Since all three pieces, the application, and build and deploy cookbooks, are all in one repo, changes to any aspect of the application can easily be found. The coolest thing is that we now tie all changes to the service to a single commit history. This means, if we make a change to the app and a corresponding config change is needed in nginx, we see it all together. It also means that all changes to the app are tracked in one place. Whether we are tracking that a new route was added to the app or that a new header was added via the load balancer, all of the changes are wrapped up neatly in a single log of commits.

Deploying Omnitruck

Chef runs a service called omnitruck that provides information about packages used by chef-client and other tools. The application follows the pattern I outlined above. You can visit the omnitruck repo and browse through the code.
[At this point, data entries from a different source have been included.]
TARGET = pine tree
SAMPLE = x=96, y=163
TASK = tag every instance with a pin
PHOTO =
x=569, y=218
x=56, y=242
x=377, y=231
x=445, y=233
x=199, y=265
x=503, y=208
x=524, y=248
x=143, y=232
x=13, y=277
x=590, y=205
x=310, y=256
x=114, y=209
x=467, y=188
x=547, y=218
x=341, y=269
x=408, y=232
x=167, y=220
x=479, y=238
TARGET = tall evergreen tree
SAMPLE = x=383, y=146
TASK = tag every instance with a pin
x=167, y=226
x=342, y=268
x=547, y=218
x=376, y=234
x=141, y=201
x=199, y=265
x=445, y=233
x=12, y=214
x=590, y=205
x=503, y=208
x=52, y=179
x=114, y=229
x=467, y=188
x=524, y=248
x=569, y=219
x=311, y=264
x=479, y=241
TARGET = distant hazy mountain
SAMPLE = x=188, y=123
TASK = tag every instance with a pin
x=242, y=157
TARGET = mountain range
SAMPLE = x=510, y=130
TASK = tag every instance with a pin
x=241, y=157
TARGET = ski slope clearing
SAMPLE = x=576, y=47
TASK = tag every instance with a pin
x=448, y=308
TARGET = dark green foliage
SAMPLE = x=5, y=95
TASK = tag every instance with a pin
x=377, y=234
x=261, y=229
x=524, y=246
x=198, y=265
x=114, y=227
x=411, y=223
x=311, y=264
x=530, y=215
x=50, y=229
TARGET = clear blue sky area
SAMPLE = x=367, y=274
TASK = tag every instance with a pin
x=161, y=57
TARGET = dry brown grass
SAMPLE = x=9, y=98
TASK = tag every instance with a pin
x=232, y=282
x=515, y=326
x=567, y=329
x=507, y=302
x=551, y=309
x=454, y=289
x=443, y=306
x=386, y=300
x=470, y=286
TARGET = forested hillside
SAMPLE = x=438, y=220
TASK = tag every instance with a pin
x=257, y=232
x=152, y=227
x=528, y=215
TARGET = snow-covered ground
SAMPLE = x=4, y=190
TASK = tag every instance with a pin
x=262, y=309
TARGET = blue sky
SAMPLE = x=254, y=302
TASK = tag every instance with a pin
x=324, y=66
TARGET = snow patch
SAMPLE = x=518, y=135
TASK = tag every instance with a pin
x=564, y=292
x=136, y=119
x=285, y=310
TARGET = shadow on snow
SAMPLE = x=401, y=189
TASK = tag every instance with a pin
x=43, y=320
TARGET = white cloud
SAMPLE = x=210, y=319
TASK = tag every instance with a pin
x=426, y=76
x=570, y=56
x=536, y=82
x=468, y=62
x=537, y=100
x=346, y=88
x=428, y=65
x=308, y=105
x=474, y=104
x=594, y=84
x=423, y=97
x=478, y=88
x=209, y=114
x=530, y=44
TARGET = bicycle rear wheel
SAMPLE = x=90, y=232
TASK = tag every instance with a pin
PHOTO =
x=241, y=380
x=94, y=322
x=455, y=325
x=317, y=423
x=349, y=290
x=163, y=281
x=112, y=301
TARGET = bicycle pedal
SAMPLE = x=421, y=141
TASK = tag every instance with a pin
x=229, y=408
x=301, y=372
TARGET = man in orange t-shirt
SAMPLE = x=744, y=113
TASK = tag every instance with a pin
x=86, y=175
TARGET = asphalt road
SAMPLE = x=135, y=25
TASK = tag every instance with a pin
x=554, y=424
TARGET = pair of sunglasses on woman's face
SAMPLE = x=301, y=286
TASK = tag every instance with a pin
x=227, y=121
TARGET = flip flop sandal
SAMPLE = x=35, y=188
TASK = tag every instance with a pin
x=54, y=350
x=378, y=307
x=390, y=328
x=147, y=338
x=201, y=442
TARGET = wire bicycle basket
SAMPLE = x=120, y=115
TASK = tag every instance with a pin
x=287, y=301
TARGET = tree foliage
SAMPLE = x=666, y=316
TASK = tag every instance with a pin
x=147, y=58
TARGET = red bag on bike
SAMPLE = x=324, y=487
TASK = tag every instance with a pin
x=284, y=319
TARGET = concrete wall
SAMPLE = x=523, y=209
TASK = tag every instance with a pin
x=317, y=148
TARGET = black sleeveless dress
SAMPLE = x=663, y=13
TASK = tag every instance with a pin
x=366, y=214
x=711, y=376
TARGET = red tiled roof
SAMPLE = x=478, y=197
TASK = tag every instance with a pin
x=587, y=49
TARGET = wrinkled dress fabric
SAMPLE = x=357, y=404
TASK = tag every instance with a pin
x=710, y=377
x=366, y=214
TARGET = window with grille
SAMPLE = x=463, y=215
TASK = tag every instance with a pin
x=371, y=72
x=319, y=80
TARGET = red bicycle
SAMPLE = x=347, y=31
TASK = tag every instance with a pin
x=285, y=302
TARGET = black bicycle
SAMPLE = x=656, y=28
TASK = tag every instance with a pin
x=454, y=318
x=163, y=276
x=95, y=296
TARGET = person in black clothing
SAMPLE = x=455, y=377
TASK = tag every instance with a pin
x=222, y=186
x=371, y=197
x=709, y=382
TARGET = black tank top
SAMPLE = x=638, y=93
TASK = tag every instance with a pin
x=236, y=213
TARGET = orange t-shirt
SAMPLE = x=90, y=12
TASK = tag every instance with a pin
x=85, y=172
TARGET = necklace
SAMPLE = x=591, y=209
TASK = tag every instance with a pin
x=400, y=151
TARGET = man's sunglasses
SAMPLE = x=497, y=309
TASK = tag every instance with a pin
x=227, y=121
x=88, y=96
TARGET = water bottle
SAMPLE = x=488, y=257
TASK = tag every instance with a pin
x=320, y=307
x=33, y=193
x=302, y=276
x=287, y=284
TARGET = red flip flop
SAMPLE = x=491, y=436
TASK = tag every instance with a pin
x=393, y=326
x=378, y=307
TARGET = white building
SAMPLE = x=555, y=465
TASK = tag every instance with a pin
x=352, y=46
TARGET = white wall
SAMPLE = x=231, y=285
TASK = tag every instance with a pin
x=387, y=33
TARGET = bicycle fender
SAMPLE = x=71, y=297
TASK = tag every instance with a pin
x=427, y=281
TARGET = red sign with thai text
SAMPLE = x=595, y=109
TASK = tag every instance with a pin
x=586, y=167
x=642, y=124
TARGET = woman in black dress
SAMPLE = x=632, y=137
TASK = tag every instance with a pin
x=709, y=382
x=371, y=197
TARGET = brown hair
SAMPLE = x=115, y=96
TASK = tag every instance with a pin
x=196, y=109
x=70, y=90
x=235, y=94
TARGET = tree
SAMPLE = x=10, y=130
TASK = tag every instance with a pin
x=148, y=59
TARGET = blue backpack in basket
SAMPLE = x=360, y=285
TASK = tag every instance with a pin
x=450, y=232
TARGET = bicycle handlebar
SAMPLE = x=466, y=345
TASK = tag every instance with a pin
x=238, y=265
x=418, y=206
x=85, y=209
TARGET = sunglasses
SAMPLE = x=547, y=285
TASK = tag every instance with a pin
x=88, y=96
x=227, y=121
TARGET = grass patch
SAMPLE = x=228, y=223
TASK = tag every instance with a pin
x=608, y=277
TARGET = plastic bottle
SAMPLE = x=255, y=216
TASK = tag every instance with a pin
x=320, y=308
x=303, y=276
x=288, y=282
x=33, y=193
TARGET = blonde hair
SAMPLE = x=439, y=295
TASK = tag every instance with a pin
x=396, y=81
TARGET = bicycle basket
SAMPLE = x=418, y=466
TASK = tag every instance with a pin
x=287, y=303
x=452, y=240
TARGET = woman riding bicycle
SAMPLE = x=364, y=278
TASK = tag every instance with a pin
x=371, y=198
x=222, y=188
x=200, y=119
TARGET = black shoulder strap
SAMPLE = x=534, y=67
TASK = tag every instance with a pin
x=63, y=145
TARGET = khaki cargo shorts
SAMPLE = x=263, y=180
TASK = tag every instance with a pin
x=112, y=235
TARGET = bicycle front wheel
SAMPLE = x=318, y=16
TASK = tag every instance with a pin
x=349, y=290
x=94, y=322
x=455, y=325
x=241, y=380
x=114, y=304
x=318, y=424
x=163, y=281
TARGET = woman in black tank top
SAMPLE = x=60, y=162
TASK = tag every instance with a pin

Here is a high level overview of what it looks like to ship omnitruck.

  1. The process starts with someone creating a change, automatically kicking off the verify stage. If it passes, we review the code and approve the change.
  2. From there it heads to build and acceptance. In the build stage, we get a set of deployable artifacts. For omnitruck, it is the deploy cookbook being published to the chef-server and the source code being neatly packaged into a tarball.
  3. The fun really begins in the acceptance stage where we start standing stuff up. We provision an ELB, a set of EC2 instances, some CDN config, and some DNS entries.
  4. Still in the acceptance stage, we next use the deploy cookbook, which comes from the chef-server, to deploy omnitruck to the EC2 instances. If the chef-client run completes successfully on the EC2 instances, we flush the cache on the CDN.
  5. Smoke and functional tests then run to ensure that we are good to go.
  6. In union, we do it all over again, except, that we rerun the Union phase of each of the consumer projects, which are other projects that have declared a dependency on the service we are shipping. For example, while you can't see it in the omnitruck repo, there is a project called chef-web-ocfrontend which defines the nginx instances that support www.opscode.com. That service depends on omnitruck so we verify that it didn't get broken in this process.
  7. From there, we move on to the rehearsal stage and the delivered stage which makes the project live.

Conclusion

As I watch Delivery mature, I am amazed at how awesome the workflow has become. While the product Delivery is closed source, the delivery-cli, which handles the actual running of code is freely available for download.